I’ve noticed a few things in my researching Austen’s critical reception during the early years of the 19th century:
- To talk about one of her novels is to talk about all of them. Austen is a writer whose canon is what it is, but not in an interchangeable way. Critics genuinely appreciated her body of work as a whole — then again, that’s slightly easier when your ‘body of work’ is six novels and juvenilia.
- Critical writing on her works in periodicals wasn’t widespread until after her death. Things did move slower in Ye Olden Daeyes, but not reviewing Pride and Prejudice until 10 years after its initial publication?
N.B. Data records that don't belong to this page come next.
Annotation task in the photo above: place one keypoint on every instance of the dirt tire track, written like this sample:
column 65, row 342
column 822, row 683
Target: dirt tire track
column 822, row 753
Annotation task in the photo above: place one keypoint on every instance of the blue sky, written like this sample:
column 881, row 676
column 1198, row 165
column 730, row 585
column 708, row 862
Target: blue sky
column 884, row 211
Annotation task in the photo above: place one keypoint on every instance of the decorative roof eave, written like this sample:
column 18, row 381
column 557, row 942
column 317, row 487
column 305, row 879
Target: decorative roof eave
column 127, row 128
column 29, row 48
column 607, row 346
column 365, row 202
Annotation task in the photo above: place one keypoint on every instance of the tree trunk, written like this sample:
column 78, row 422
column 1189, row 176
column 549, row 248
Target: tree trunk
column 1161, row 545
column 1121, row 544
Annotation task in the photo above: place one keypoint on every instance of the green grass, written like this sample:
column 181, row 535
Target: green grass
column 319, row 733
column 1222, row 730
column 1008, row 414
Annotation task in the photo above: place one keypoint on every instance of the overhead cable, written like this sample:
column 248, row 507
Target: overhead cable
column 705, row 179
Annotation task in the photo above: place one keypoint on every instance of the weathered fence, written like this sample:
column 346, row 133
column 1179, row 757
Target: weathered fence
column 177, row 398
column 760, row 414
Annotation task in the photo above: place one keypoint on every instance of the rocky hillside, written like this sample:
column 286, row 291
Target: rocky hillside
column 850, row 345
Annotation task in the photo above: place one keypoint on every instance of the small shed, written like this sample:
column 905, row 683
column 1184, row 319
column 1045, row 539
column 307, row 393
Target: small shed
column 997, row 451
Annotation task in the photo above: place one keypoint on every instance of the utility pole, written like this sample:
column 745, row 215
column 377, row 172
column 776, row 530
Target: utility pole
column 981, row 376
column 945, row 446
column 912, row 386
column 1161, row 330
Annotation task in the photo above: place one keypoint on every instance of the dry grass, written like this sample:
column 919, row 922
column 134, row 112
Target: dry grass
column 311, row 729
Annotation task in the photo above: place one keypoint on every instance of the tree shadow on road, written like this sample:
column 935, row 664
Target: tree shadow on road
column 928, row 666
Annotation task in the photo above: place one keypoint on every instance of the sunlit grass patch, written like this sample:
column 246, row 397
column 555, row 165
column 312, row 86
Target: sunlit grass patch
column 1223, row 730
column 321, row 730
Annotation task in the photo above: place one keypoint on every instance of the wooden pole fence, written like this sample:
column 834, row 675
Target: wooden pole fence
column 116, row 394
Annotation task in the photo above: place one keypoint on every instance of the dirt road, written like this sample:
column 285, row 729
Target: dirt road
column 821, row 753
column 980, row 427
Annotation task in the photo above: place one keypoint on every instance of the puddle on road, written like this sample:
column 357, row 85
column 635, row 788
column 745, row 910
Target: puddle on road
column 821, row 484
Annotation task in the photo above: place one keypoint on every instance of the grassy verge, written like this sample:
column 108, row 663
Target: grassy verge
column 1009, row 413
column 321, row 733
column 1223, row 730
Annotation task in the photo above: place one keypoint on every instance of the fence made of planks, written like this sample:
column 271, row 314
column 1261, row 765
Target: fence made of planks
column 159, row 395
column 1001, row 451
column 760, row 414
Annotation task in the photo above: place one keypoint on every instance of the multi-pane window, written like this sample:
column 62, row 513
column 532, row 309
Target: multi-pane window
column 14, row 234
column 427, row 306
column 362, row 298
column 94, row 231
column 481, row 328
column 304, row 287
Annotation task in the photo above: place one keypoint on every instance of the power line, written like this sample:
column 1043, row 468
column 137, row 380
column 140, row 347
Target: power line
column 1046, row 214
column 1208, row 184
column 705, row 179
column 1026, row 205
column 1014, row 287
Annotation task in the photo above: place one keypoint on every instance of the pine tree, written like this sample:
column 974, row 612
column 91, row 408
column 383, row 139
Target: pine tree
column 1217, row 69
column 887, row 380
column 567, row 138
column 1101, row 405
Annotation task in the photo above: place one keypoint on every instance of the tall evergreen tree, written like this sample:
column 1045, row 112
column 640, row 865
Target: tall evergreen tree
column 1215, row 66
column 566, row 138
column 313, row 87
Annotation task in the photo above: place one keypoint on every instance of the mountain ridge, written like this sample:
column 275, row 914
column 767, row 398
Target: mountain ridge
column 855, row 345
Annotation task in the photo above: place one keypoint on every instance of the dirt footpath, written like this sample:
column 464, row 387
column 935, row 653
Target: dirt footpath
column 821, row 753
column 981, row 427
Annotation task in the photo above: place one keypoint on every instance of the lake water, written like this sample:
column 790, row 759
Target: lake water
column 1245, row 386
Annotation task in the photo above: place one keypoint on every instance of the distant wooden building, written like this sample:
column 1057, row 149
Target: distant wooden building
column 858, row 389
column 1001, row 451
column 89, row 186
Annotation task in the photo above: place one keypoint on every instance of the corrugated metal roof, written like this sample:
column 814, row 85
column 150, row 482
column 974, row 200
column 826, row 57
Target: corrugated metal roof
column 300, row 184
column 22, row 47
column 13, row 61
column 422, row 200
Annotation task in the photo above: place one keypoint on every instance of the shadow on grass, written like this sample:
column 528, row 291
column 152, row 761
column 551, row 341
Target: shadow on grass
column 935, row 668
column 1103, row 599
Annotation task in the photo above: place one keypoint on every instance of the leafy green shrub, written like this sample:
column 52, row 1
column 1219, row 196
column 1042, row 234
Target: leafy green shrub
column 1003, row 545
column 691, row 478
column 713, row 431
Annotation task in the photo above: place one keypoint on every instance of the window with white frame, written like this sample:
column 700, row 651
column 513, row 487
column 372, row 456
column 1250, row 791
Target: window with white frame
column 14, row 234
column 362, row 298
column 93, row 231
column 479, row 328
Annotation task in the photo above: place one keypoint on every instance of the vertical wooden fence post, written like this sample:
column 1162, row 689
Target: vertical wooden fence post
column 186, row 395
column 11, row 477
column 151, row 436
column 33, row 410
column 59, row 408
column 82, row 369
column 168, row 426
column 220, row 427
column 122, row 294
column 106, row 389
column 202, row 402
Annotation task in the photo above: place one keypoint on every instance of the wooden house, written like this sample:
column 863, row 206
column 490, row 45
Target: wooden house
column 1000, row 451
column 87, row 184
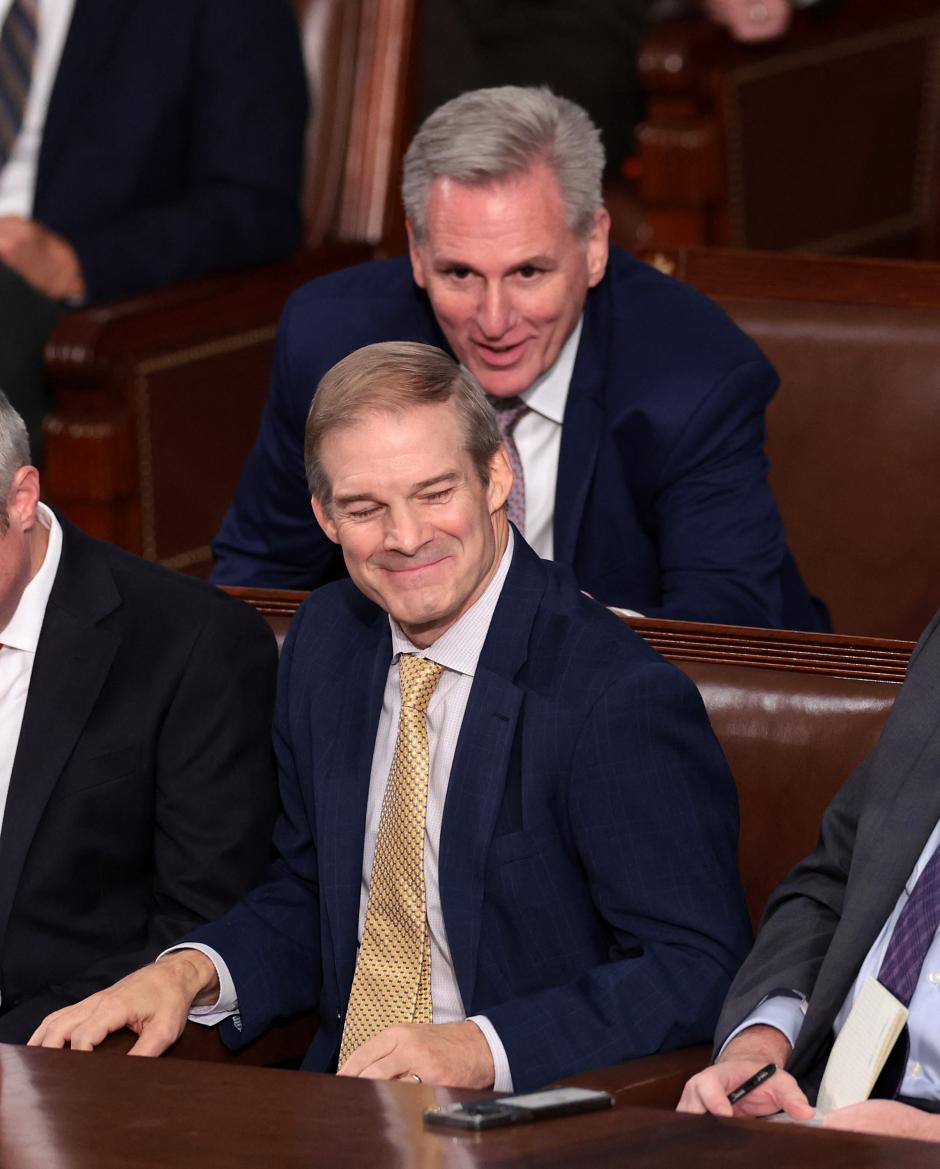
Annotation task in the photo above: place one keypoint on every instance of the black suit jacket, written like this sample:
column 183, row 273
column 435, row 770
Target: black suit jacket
column 823, row 919
column 143, row 791
column 173, row 140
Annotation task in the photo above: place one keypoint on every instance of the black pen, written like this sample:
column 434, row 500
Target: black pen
column 753, row 1081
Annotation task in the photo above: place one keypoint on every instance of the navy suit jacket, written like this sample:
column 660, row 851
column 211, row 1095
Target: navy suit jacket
column 662, row 503
column 143, row 790
column 587, row 872
column 824, row 918
column 173, row 139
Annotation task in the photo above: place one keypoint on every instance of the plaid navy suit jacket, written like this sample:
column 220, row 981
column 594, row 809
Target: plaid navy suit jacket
column 588, row 882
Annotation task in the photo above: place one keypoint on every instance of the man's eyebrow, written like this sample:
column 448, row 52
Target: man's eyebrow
column 447, row 477
column 366, row 497
column 345, row 500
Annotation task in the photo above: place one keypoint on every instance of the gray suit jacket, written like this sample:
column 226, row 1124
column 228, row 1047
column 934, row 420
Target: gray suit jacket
column 822, row 920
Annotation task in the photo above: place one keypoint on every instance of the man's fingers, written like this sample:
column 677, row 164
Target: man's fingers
column 156, row 1037
column 377, row 1048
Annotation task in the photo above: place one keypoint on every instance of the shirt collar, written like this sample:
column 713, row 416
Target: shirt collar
column 23, row 628
column 460, row 648
column 548, row 394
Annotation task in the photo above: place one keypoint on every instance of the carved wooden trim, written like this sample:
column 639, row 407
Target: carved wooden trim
column 838, row 656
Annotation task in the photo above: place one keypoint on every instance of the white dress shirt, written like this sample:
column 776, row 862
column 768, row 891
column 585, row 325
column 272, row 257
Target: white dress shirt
column 18, row 178
column 921, row 1076
column 19, row 641
column 458, row 651
column 538, row 440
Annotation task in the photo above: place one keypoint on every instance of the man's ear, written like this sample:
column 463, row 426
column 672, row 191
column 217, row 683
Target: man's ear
column 417, row 263
column 500, row 479
column 598, row 247
column 325, row 519
column 22, row 502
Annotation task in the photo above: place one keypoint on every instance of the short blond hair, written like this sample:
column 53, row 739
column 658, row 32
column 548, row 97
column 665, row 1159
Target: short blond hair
column 395, row 377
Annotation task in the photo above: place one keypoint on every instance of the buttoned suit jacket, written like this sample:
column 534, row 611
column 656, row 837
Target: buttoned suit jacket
column 587, row 876
column 173, row 139
column 662, row 502
column 143, row 791
column 823, row 919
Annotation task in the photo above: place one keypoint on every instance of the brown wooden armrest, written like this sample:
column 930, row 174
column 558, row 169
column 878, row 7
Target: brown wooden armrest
column 284, row 1043
column 655, row 1081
Seriously?
- The focus on gender in reviews of her work — men reviewing men could get away with polemic claims on their lack of breeding and education. In the dozen or so reviews I’ve read of her work, there came a point in each review (shortly before or after the summary of the novel which was about 80% of the review’s total text) in which the reviewer would take a moment to remark on Austen’s sweet character, gentle nature, talent with a pencil, lively disposition.
- Slightly related to the above: Everyone. Loves. Jane. Not in a polite way to be kind or (only) because she’s a lady, but adoration for her writing as well. (If you find a 19th century review or article where this isn’t the case, please let me know!)
Reviewers adored her novels for their attention to detail and her ability to turn the completely boring into the extraordinary, as seen in this extract:
You have actually met all her heroes and heroines before — not in novels, but in most unromantic and prosaic circumstances; you have talked with them, and never seen anything in them — anything, at least, worthy of three volumes, at half-a-guinea a volume. How could such folks find their way into a printed book? That is a marvel, a paradox, a practical solecism. But a greater marvel remains behind, and that is, how comes it that such folks, having got into the book, make it so interesting? (Jacox 18)
That’s from an 1852 article on Austen, part of a series on female novelists — 152 years later, I completely agree that this is why Austen’s novels appeal, except we would call “portraying prosaic characters in a dazzling manner” something like “exquisite social commentary for the win”. Austen’s characters are rather touched in the head, but more realistically and down-to-earth than, say, Charlotte Lennox’s eponymous protagonist of The Female Quixote (another terrifically funny novel from these early days of the genre).
Next week, I’ll work from the text of Pride and Prejudice, looking at the rather inventive way Austen uses time and events in her storytelling, using Erich Auerbach’s essay “Odysseus’ scar” from his book Mimesis. You may not know that I’m the one of this duo here at Withering Bites who writes the ‘now playing’ summaries — I hope next week, I’ll be able to show you how Austen and her writing are smarter and better built than most things I’ve yet to read.
I should also note that it was so very, very difficult to stop myself from simply calling our Author of the Week Jane throughout this piece. And for the slightly morbid among you — one of the articles I found in my research had printed a short account of Jane Austen’s last days, which I screencapped and uploaded here.
Jacox, Francis. “Female Novelists”. New Monthly Magazine and Humorist. 95.377 (1852). 17-23.